Подскочивший половой принял от нас по мелкой медной монете и приглашающе кивнул на небольшой свободный столик, как раз на двоих. Быстренько смахнув с него крошки, он уставился на нас в ожидании заказа.

– Чего будете заказывать? – глядя на зажатые у нас в руках пирожки, вопросил половой.

– Нам бы чего-нибудь попить.

– Сей момент, есть квас.

– Какой? – вырвалось у меня.

– Клюквенный, ржаной, из белого хлеба, редкий лимонный, есть чай, сбитень, есть кипяток, для тех, кто в безденежье.

– Ага, – не смог сразу сориентироваться я и позорно замолчал.

– Нам по кружке ржаного кваса и по стакану кипятка, – решился заказать Пётр.

– Одну минутку, – и половой, не говоря больше ни слова, умчал к стойке, за которой то ли сидел, то ли стоял пузатый дядька с огромной окладистой бородой, в которой уже завелась седина.

Не успели мы съесть пару пирожков, как нам принесли по кружке прохладного кваса и по стакану крутого кипятку. Странный выбор, могло показаться со стороны. Но для двух шестнадцатилетних парней, которым всё время хочется есть, выбор совсем не странный.

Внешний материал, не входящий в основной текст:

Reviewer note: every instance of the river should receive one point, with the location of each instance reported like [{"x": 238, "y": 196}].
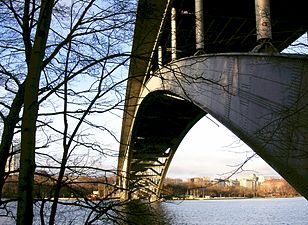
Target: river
[
  {"x": 279, "y": 211},
  {"x": 291, "y": 211}
]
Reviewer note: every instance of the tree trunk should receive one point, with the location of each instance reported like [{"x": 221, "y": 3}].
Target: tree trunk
[
  {"x": 8, "y": 132},
  {"x": 28, "y": 132}
]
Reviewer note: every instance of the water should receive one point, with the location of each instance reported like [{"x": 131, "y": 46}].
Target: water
[
  {"x": 284, "y": 211},
  {"x": 237, "y": 212}
]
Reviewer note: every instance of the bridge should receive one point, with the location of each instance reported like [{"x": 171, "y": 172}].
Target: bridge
[{"x": 221, "y": 57}]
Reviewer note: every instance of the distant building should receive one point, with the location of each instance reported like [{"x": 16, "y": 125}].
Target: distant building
[
  {"x": 251, "y": 183},
  {"x": 13, "y": 161}
]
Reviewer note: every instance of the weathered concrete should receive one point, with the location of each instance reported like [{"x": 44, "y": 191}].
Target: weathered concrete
[{"x": 261, "y": 98}]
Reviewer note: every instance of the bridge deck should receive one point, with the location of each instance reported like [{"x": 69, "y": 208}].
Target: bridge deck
[{"x": 229, "y": 27}]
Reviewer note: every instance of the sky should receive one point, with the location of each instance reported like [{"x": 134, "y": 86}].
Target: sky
[{"x": 211, "y": 150}]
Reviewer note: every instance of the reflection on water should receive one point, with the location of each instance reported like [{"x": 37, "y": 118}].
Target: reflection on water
[
  {"x": 144, "y": 213},
  {"x": 292, "y": 211}
]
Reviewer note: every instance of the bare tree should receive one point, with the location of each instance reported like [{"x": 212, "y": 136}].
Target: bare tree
[{"x": 63, "y": 44}]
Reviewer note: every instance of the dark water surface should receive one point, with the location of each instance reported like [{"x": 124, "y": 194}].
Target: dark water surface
[
  {"x": 283, "y": 211},
  {"x": 292, "y": 211}
]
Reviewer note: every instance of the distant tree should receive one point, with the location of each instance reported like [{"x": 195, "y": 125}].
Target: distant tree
[{"x": 60, "y": 61}]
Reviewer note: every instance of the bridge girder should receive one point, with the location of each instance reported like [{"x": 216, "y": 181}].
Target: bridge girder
[
  {"x": 261, "y": 98},
  {"x": 227, "y": 29}
]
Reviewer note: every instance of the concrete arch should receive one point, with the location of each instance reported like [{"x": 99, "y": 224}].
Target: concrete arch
[{"x": 262, "y": 99}]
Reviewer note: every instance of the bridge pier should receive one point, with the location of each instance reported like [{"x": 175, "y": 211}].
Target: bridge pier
[{"x": 237, "y": 87}]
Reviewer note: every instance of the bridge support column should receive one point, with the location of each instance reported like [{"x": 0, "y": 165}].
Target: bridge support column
[
  {"x": 173, "y": 33},
  {"x": 199, "y": 25},
  {"x": 160, "y": 56},
  {"x": 263, "y": 20},
  {"x": 264, "y": 27}
]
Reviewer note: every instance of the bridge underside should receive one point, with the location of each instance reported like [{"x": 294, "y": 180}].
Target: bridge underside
[
  {"x": 161, "y": 123},
  {"x": 261, "y": 98}
]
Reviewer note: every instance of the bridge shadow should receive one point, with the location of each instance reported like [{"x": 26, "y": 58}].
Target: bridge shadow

– Могу предложить мёд цветочный прошлогодний, блюдце будет стоить недорого, всего пятак, к нему каравай за трояк и кипяток тогда без счёта.

– Ммм, – промычал я, оценив заманчивое предложение. После пирожков пить хотелось неимоверно, а одна кружка кваса явно не сможет утолить нашу жажду, конечно, ещё принесут стакан кипятку, но в поезде много не попьёшь, потому лучше вволю напиться здесь. Комната для умывания в вагоне есть, так что, лишнюю воду не придётся держать в себе.

– Несите, – опередил я Петра с ответом.

– Каравай тоже?

– Тоже, – согласился с моим предложением Пётр, – и добавил уже мне, – поделим напополам расходы.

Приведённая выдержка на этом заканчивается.